Brides, grooms and officiating rabbis who wish to circumvent Israel’s chief religious authority remain outlaws after a proposed amendment to marriage reform is struck down.

 

Couples who marry in a Jewish ceremony without registering with the Chief Rabbinate – and the rabbis who perform the ceremony – remain criminals potentially facing a two year prison sentence, after the Ministerial Committee for Legislation voted down Sunday an amendment to a controversial law that making the “chuppah” the exclusive domain of the rabbinate.
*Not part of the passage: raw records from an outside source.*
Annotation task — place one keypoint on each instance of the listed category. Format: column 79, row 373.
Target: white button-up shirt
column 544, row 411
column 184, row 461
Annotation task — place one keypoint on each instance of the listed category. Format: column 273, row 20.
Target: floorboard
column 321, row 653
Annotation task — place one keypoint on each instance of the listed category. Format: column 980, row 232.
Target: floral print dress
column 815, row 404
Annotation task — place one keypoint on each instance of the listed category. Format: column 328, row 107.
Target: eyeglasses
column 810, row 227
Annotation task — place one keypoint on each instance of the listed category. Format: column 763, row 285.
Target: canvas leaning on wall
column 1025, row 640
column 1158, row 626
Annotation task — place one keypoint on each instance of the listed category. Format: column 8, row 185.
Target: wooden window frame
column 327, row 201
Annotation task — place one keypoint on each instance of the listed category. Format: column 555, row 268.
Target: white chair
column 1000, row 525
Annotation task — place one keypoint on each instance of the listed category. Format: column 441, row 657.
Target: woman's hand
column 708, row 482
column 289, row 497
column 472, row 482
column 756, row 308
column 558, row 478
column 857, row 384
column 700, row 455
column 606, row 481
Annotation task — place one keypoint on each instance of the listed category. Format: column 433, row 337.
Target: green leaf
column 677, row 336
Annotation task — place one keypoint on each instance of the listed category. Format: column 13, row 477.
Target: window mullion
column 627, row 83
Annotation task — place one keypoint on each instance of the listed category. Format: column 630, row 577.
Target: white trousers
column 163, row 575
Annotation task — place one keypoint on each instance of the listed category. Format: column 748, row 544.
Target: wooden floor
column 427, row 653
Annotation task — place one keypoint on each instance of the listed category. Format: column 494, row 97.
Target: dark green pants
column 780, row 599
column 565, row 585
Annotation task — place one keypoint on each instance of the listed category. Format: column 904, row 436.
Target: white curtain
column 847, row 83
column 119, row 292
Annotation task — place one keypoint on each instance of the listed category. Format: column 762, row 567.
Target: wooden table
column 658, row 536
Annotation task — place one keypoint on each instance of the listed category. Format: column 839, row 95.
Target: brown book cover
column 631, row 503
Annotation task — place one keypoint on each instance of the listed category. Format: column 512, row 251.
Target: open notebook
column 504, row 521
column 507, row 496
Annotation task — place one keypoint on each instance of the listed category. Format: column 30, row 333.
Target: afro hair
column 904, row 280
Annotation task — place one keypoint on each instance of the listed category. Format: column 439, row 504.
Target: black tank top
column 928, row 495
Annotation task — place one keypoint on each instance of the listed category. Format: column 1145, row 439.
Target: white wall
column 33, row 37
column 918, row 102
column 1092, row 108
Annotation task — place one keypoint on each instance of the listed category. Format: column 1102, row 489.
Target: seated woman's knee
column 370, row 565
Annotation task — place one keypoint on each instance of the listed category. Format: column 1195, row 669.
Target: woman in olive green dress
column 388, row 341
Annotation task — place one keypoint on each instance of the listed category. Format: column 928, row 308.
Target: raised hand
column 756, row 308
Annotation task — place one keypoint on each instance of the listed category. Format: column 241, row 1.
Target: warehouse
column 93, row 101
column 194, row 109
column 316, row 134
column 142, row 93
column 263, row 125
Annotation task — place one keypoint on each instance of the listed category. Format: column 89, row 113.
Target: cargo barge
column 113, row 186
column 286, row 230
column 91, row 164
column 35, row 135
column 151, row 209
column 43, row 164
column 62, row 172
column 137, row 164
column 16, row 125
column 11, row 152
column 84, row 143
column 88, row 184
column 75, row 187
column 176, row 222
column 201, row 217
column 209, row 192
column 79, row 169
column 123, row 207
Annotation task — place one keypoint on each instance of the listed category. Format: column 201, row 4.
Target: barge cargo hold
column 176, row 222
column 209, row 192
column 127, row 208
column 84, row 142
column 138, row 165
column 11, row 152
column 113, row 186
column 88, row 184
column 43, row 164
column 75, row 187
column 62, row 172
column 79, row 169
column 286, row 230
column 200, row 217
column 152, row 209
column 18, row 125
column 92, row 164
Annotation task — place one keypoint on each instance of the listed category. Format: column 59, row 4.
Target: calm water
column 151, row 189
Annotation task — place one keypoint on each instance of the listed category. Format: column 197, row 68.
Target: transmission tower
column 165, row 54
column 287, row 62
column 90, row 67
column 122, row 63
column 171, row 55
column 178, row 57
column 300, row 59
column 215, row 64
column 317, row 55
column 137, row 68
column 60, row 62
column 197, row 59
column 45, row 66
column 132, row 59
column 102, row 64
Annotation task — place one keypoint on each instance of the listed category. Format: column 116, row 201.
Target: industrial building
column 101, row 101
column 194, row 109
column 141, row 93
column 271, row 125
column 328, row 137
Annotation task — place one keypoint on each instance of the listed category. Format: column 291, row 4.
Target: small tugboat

MK Aliza Lavie of the Yesh Atid party had proposed an amendment to the law which would have eliminated the two-year prison term to standing regulations regarding marriage – but her proposal was struck down by a majority of ministers.

Last year, when the controversial “Tzohar Law” reforming the process of marriage registration was devised, a last-minute clause was slipped in harshly penalizing those who marry outside the Chief Rabbinate. The new law stipulated that both the couple getting married and the officiating rabbi will also be subject to two years’ imprisonment. Under the new law, any Israeli Jew who marries outside the Chief Rabbinate and anyone who performs such a ceremony – including Reform and Conservative rabbis and those who offer various alternative ceremonies – can receive punishment of two years in prison.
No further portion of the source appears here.